Lillian Farmer was born in the Oregon Territory in 1874. In 1905 she married, for the second time, Frances' father, Ernest. It was not a happy marriage and it ended in divorce in 1932.
Frances wrote in her autobiography, Will There Really Be a Morning?, that her mother "stormed through life making it her personal warpath." Frances describes her mother as neurotic and mean-spirited, a woman embarrassed by overt displays of affection. Lillian was bossy and difficult to get along with, according to her daughter. Lillian would threaten suicide when her children misbehaved.
Lillian Farmer was also somewhat of a social activist. She formed the "Mothers Want to Know Why Club" which among other activities sent letters to newspapers exposing the use of food substitutes in various bakeries around the Seattle area. She took a passionate interest in the field of "dietetics" and was well-regarded as knowledgeable about matters related to nutrition.

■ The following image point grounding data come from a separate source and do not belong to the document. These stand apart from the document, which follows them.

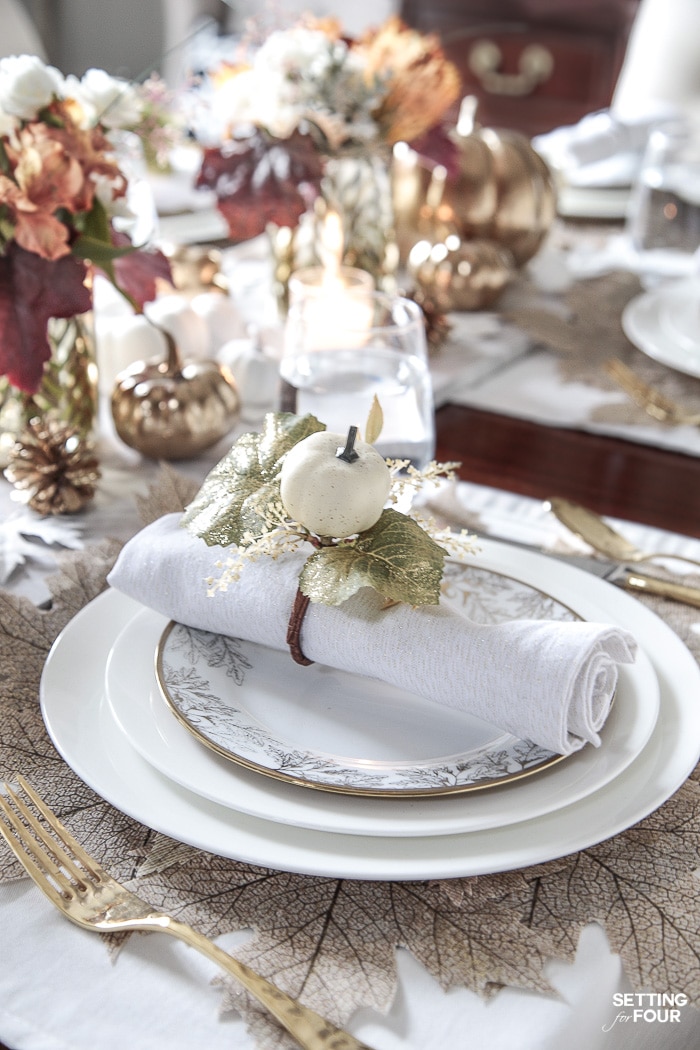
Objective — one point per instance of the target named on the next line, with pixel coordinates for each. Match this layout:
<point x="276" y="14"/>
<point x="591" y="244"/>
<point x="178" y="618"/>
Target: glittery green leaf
<point x="247" y="478"/>
<point x="396" y="557"/>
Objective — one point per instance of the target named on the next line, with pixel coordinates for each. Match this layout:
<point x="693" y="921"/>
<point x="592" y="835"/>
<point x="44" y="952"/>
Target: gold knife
<point x="621" y="575"/>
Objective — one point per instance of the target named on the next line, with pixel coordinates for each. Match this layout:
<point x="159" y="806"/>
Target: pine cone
<point x="55" y="468"/>
<point x="437" y="323"/>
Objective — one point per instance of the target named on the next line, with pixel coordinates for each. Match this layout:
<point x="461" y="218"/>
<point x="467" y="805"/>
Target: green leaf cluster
<point x="228" y="505"/>
<point x="396" y="557"/>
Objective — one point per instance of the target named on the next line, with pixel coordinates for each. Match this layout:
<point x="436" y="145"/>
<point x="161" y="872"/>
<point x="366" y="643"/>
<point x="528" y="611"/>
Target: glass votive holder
<point x="315" y="281"/>
<point x="664" y="205"/>
<point x="341" y="353"/>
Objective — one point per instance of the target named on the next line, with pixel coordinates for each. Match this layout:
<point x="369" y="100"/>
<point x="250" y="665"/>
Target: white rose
<point x="106" y="100"/>
<point x="27" y="85"/>
<point x="7" y="124"/>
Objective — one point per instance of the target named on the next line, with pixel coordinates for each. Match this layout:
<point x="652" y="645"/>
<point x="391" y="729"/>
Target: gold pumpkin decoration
<point x="461" y="275"/>
<point x="504" y="191"/>
<point x="171" y="411"/>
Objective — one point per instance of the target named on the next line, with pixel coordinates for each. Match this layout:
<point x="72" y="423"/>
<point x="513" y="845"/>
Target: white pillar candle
<point x="174" y="313"/>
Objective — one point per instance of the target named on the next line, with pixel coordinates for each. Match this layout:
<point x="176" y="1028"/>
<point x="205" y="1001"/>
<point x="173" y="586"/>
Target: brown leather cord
<point x="294" y="628"/>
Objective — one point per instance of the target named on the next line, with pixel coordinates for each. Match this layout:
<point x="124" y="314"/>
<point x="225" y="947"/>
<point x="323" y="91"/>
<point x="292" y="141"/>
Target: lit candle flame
<point x="332" y="247"/>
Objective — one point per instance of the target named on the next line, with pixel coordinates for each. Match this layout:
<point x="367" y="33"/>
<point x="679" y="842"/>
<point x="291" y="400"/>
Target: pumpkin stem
<point x="348" y="453"/>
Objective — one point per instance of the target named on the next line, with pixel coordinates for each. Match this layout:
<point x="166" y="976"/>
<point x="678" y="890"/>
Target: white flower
<point x="27" y="85"/>
<point x="7" y="124"/>
<point x="105" y="100"/>
<point x="109" y="192"/>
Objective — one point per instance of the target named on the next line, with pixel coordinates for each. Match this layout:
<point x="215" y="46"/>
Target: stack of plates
<point x="237" y="751"/>
<point x="664" y="323"/>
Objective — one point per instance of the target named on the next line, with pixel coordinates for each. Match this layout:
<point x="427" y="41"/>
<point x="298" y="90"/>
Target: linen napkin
<point x="546" y="681"/>
<point x="603" y="148"/>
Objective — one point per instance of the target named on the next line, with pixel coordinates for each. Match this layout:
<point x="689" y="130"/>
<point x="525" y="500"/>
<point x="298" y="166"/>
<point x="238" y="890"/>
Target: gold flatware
<point x="654" y="403"/>
<point x="89" y="897"/>
<point x="602" y="537"/>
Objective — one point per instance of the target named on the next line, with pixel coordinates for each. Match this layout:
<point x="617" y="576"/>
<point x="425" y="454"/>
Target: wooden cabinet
<point x="533" y="64"/>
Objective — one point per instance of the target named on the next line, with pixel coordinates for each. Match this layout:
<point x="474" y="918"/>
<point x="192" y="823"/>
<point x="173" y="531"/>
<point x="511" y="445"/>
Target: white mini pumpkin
<point x="329" y="495"/>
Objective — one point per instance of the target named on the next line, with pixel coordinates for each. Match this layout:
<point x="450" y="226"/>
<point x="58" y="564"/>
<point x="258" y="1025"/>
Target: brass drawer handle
<point x="534" y="66"/>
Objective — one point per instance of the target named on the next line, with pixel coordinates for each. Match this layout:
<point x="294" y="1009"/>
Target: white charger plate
<point x="149" y="726"/>
<point x="664" y="323"/>
<point x="83" y="729"/>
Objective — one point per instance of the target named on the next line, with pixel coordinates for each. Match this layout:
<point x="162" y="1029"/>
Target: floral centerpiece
<point x="311" y="112"/>
<point x="61" y="192"/>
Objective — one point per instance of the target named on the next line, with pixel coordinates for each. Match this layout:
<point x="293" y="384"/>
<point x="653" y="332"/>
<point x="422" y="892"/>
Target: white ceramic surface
<point x="150" y="727"/>
<point x="664" y="323"/>
<point x="81" y="725"/>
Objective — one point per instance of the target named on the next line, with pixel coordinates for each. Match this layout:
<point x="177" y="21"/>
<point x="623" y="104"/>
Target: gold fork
<point x="89" y="897"/>
<point x="654" y="403"/>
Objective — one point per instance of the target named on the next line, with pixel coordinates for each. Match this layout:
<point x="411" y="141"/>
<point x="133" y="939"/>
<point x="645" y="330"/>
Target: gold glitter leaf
<point x="229" y="504"/>
<point x="396" y="557"/>
<point x="375" y="422"/>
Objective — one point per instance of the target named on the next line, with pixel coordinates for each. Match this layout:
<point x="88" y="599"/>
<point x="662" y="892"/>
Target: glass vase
<point x="358" y="189"/>
<point x="68" y="391"/>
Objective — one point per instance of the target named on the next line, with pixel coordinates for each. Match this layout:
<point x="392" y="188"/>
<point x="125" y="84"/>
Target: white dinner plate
<point x="150" y="727"/>
<point x="81" y="726"/>
<point x="664" y="323"/>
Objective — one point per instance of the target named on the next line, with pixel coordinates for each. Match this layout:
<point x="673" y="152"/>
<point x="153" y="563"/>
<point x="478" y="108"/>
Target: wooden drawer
<point x="532" y="66"/>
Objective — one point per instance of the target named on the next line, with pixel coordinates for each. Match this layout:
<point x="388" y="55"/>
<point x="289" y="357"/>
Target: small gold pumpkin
<point x="503" y="191"/>
<point x="171" y="411"/>
<point x="462" y="275"/>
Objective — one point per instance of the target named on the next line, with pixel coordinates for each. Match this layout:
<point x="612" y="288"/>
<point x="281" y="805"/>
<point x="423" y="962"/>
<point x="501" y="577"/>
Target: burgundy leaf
<point x="258" y="180"/>
<point x="136" y="274"/>
<point x="437" y="147"/>
<point x="32" y="290"/>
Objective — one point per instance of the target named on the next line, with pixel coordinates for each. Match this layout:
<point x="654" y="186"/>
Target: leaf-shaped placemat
<point x="333" y="942"/>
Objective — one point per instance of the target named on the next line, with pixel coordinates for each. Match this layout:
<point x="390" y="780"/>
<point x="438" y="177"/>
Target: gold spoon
<point x="601" y="537"/>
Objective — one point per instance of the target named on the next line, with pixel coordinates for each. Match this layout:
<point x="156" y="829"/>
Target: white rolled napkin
<point x="548" y="681"/>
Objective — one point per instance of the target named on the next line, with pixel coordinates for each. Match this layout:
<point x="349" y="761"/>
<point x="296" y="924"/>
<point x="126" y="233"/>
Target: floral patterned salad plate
<point x="339" y="732"/>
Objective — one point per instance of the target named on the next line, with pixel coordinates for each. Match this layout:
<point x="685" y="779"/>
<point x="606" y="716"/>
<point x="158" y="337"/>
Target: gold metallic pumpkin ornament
<point x="172" y="411"/>
<point x="503" y="191"/>
<point x="461" y="275"/>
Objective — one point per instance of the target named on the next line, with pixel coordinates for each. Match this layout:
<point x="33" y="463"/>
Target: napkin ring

Frances names her mother as the person most responsible for her confinement in a mental institution during much of the 1940s. From Will There Really Be a Morning?,
Who was responsible for [my] pain? Certainly I contributed to my agonies, but there was another villain...There is a Jewish saying, 'God could not be everywhere and therefore He made mothers,' and whether I was justified or not, I held mine accountable as the main root of my despair.
Frances would eventually reject and disown Lillian. She inidicates that she felt psychological relief when informed of her mother's death in 1955.